President Biden also called for enactment of the PRO Act—legislation that would codify a raft of pro-union provisions, including one that would make most workers employees rather than independent contractors. This worker classification issue could be settled by the Department of Labor’s (DOL’s) now-final rule on what constitutes an employee, but the old version—that could have resulted in many financial advisors being reclassified as employees—still remains in the PRO Act and would have to be excised should the PRO Act again start to move through the legislative process.
Another issue area President Biden highlighted in his SOTU speech included a call for a federal paid leave program. The paid leave program would be administered by the Social Security Administration and would provide up to 12 weeks of paid family, sick, and safe leave per year. He also called for an unspecified increase in the federal minimum wage.
Many of these proposals are retreads from past SOTU speeches, although some are new (e.g., a proposal to create new tax credits for first-time home buyers). And most of them will likely get discussion, especially on the campaign trail, but will await legislative action (or rejection) until 2025.

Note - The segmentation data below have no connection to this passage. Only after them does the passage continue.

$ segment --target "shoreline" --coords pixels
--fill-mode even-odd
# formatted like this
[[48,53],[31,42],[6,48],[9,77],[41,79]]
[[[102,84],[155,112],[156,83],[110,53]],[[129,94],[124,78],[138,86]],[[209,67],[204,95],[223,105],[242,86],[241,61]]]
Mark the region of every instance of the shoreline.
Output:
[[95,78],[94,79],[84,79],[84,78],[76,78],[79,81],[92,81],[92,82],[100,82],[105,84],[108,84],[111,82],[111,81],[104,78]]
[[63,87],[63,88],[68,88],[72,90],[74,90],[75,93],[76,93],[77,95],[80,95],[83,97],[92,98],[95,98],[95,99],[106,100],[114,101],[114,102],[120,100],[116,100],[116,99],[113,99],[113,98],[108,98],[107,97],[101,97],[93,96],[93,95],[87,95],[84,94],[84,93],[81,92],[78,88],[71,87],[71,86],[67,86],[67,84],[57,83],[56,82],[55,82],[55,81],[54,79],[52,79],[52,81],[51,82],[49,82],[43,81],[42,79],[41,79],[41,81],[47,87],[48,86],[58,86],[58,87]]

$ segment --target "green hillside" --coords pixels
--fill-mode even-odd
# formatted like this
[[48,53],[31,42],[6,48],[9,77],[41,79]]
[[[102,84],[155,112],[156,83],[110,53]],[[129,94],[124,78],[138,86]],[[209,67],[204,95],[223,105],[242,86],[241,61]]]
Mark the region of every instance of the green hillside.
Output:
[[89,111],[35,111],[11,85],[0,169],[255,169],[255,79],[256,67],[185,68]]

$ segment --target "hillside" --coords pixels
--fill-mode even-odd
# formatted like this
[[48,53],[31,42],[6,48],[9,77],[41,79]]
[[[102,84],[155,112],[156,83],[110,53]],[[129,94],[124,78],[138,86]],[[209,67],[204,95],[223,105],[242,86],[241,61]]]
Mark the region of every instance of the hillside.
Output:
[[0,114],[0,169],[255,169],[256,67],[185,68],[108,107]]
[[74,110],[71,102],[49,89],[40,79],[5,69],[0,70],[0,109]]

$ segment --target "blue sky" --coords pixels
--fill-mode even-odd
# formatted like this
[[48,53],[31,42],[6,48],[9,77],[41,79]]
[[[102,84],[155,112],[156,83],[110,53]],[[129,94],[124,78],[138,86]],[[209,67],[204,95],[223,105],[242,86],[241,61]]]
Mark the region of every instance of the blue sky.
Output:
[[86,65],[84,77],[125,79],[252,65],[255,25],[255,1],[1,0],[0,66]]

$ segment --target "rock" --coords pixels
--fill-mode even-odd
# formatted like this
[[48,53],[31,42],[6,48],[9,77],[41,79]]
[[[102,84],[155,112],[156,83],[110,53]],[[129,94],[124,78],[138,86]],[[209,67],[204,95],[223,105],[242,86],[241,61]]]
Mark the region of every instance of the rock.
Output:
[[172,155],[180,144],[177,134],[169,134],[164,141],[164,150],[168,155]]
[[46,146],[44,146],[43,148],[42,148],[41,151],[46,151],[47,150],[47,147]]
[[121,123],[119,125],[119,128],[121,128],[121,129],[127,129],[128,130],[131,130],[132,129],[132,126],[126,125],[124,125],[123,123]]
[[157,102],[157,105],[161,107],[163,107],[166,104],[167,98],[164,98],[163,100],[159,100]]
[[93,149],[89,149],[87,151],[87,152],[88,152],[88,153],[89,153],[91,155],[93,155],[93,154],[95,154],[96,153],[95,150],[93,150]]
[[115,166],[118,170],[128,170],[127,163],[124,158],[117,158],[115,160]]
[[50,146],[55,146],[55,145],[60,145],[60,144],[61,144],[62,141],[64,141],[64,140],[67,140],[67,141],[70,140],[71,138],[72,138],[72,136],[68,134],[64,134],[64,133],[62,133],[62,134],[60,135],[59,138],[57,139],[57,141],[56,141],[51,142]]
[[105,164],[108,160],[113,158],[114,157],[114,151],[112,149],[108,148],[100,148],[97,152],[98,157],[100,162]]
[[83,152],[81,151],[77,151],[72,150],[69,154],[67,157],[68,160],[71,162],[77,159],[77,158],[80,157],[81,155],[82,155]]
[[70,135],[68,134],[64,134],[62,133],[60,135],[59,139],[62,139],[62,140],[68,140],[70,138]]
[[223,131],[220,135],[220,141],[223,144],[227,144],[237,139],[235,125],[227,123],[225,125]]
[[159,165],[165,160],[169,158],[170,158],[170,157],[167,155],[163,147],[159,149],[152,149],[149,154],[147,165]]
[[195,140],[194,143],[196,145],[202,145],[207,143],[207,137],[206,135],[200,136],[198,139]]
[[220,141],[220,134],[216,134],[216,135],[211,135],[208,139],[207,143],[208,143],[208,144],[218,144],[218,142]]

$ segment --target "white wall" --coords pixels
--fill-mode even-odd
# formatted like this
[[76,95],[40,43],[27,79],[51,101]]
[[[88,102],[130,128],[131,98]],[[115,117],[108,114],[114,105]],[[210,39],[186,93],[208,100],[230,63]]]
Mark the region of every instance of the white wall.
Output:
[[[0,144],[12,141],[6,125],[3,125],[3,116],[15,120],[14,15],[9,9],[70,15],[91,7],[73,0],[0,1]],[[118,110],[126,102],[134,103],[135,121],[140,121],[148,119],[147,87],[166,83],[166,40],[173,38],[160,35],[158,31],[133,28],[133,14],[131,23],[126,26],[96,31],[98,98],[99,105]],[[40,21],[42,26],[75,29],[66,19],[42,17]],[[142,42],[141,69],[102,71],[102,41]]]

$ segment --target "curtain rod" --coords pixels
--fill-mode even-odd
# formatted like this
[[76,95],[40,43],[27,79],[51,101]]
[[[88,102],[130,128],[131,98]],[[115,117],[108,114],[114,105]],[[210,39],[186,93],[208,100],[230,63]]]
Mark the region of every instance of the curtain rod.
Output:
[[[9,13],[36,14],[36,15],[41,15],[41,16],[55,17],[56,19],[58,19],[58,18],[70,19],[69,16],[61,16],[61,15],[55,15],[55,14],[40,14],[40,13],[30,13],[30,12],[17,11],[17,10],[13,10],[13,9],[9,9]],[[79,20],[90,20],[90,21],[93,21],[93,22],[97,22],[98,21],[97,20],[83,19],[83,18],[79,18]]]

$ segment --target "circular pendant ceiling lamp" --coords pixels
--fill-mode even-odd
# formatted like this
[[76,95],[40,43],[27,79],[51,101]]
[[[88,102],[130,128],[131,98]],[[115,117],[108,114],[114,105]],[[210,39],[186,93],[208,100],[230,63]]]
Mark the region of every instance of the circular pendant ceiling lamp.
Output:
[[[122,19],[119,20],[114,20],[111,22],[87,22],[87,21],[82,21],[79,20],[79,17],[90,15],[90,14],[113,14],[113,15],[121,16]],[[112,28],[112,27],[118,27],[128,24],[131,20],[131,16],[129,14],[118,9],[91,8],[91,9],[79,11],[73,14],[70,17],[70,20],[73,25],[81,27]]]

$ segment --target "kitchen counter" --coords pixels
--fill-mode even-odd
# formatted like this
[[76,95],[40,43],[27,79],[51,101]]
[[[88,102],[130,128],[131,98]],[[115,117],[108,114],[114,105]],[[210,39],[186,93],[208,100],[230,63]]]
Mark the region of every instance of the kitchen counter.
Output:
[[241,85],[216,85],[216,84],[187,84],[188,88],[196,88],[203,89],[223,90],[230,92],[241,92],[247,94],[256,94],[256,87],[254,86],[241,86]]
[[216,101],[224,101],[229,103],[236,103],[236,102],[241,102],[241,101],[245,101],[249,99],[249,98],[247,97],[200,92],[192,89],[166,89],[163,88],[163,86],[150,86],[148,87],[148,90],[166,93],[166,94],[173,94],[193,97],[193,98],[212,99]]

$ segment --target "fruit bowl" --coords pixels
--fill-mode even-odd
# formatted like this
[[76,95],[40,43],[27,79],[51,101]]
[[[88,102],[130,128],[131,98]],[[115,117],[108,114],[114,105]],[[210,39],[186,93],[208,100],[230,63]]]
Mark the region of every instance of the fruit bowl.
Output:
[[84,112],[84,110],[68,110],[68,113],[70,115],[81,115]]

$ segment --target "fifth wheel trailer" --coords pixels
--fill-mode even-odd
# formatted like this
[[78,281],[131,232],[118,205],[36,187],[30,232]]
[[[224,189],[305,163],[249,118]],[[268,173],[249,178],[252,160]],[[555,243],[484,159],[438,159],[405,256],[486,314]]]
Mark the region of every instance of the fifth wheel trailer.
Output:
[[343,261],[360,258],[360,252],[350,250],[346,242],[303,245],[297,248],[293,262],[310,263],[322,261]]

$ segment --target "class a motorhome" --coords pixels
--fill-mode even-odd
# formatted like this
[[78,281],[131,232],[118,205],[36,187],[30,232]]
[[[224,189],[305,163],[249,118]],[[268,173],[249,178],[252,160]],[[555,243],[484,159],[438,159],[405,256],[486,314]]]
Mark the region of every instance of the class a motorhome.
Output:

In 2025, all the 2017 individual and estate tax cut provisions (which are now the law) expire at the end of the year. As a result, there will be intense debate—and action—by year-end next year on which provisions to extend (or make permanent), as well as on new provisions. This year’s debates will be largely political and mostly unlikely to result in enacted law—but they will set the stage for the serious tax activity in 2025.
Prospects: Which (if any) of these tax provisions will be on the table in 2025 will be influenced by the outcome of the November elections. Whether 2025 will bring President Biden or President Trump in the White House and whether the House and Senate will be controlled by Democrats or Republicans will determine the scope and shape of the tax debate. But the debate itself is inevitable and some kind of significant and substantial tax legislation is virtually certain in 2025. The rest of 2024 will see potentially impacted industries and interest groups—including NAIFA—preparing and positioning for the legislative process in 2025.